La experiencia los dejó estupefactos. Hasta entonces, Saturnine sólo había sido inmortalizada en fotos familiares, con la boca llena de guiso dominical, y don Elemirio sólo había tenido que vérselas con dóciles difuntas. La novedad del ejercicio les excitó hasta el límite. Cada uno le dio al otro algo desconocido.

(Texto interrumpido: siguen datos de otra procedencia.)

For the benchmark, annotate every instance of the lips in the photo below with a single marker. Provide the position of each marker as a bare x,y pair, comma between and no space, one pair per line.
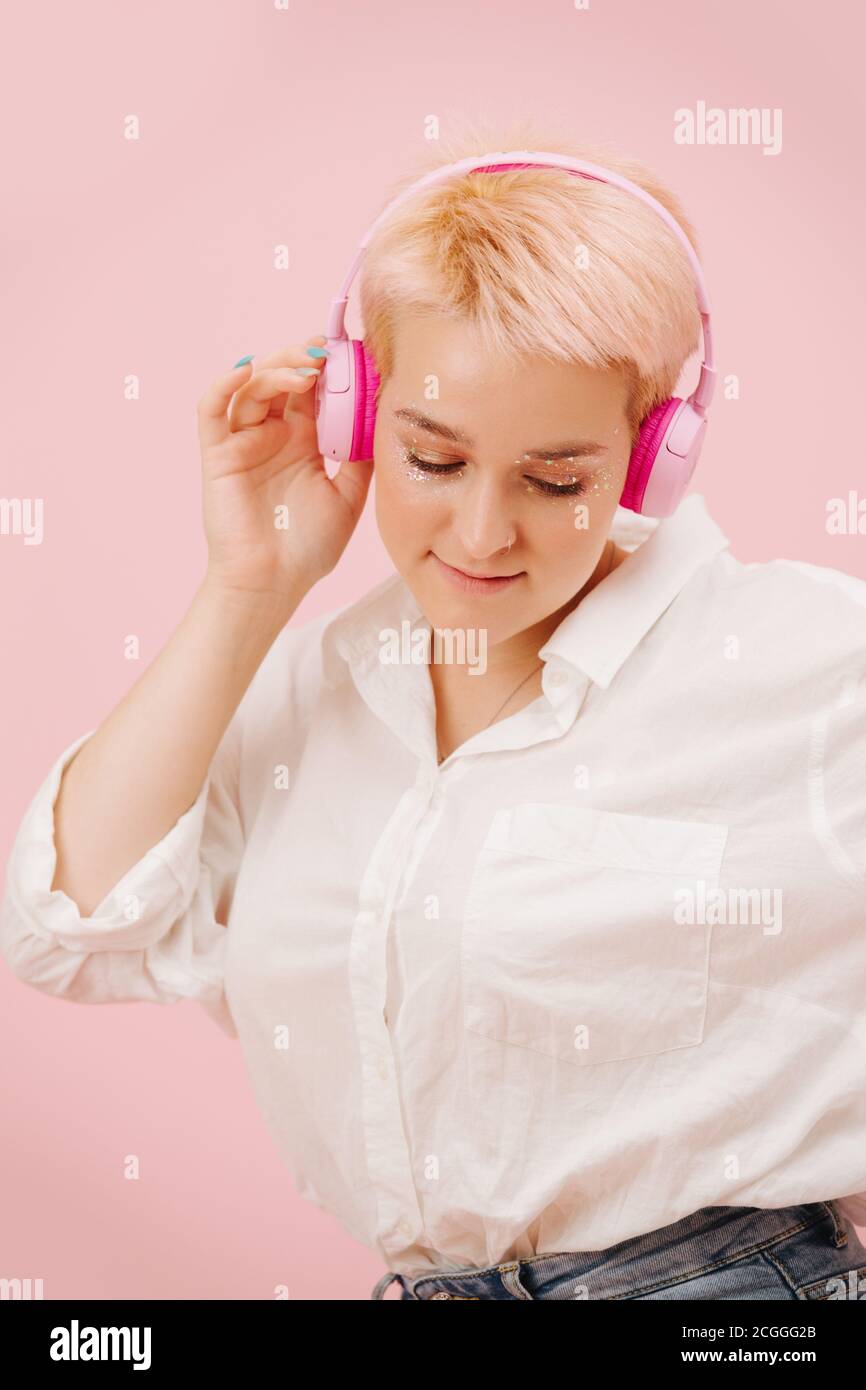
473,583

Cuanto más la fotografiaba él, más sentía ella emerger a la superficie de su piel una energía que surgía por salvas. Como trabajaba con sales argénticas, la sesión no se vio frustrada por la inmediatez del resultado: la obra necesita el misterio de la espera. Cuando uno crea, es bueno no negar el tiempo.

Cuando la botella estuvo vacía, Saturnine declaró que se retiraba a acostarse. Se impuso a sí misma abandonarlo del modo más abrupto: lo que habían compartido era demasiado intenso para desembocar en un posible epílogo.